En la mayoría de los casos, se trata de operaciones nocturnas, aunque también se han producido a plena luz del día. Un piquete de asesinos uniformados de negro, encapuchados o enmascarados, portando armas largas, llega a un barrio o urbanización. Atraviesan uno o dos vehículos en la calle, para impedir la libre circulación. Golpean o derriban la puerta, en medio de la madrugada. A partir de ese momento, nada importa: si hay niños (como ha ocurrido), si hay ancianos (como ha ocurrido) o si hay mujeres en situación de embarazo (como ha ocurrido). El espectáculo de la atrocidad es parte del guion FAES.

De inmediato proceden a desalojar a las familias del propio hogar. Los alejan unos metros, pero no demasiado: de este modo se aseguran que los gritos y las detonaciones sean escuchados. Hay numerosos testimonios que lo reiteran: antes de matarlos, a varias de las víctimas las han golpeado y torturado.
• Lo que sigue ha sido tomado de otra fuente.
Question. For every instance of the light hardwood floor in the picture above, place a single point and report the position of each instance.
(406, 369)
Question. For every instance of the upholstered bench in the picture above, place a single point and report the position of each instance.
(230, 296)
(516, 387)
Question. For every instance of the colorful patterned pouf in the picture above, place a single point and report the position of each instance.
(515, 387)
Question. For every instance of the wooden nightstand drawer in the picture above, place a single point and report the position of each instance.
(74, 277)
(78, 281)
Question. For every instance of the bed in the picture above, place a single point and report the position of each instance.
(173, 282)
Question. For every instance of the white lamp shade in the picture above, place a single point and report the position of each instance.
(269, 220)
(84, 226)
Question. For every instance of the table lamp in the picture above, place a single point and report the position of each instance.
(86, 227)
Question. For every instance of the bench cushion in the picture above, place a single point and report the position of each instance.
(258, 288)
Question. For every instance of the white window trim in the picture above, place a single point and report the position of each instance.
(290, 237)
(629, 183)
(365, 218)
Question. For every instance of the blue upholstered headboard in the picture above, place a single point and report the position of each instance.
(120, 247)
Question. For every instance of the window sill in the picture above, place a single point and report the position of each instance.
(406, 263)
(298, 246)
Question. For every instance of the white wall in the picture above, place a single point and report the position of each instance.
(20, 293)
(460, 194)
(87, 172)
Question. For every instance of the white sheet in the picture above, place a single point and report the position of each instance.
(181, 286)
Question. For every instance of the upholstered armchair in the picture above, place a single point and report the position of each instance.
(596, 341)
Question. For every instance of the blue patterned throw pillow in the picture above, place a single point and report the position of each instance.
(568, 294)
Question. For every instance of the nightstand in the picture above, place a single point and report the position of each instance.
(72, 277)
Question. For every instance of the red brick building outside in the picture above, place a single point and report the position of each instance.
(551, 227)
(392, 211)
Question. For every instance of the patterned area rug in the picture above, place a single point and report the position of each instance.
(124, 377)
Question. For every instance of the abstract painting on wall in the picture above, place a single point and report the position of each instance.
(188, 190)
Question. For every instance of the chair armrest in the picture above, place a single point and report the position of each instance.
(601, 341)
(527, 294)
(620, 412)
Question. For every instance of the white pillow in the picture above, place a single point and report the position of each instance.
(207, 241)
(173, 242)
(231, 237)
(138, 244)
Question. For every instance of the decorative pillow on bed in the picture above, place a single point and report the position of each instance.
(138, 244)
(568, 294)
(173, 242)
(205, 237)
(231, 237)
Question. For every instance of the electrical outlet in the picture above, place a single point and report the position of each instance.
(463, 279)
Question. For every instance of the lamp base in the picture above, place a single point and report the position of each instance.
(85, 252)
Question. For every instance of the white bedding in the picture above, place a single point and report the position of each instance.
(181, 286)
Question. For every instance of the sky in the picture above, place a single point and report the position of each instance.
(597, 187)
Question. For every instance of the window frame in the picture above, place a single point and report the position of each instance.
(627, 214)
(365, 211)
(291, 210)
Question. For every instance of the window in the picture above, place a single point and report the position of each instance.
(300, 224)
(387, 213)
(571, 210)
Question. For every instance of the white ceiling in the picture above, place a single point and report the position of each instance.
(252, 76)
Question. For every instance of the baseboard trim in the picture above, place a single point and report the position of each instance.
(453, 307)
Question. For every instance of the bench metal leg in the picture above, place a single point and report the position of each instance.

Después de los aullidos de dolor, a continuación, siguen los disparos a quemarropa. Recogen el cadáver, lo meten en un vehículo y lo dejan en un hospital o morgue. Algunos relatos publicados consignan variantes: hay quienes han sido llevados de sus casas, desaparecidos por horas, y luego asesinados en las inmediaciones. En todos los casos, los criminales reportan lo mismo: dado de baja por resistirse a la autoridad.

No solo matan a quienes, en la mayoría de los casos, son el sostén económico de sus familias. También desvalijan los hogares: se llevan dinero, medicamentos, comida, equipos informáticos, ropas, zapatos, juguetes y hasta bicicletas. Y, antes de marcharse, rompen objetos, destrozan el lugar para simular un enfrentamiento, disparan a las paredes, siembran armas, drogas u objetos robados.

Esta organización, destinada a propagar la muerte y el terror real, ha realizado su misión con éxito: la sociedad venezolana les teme, tanto o más que a los delincuentes. Los venezolanos sabemos, además, que gozan de total impunidad. Al contrario, como cuerpo de muerte estrella, se benefician del derecho al botín, al saqueo de las propiedades de las víctimas. En alguna ocasión, cuando se han levantado denuncias en contra de este ejército de asesinos, Maduro ha respondido: ¡qué viva el FAES!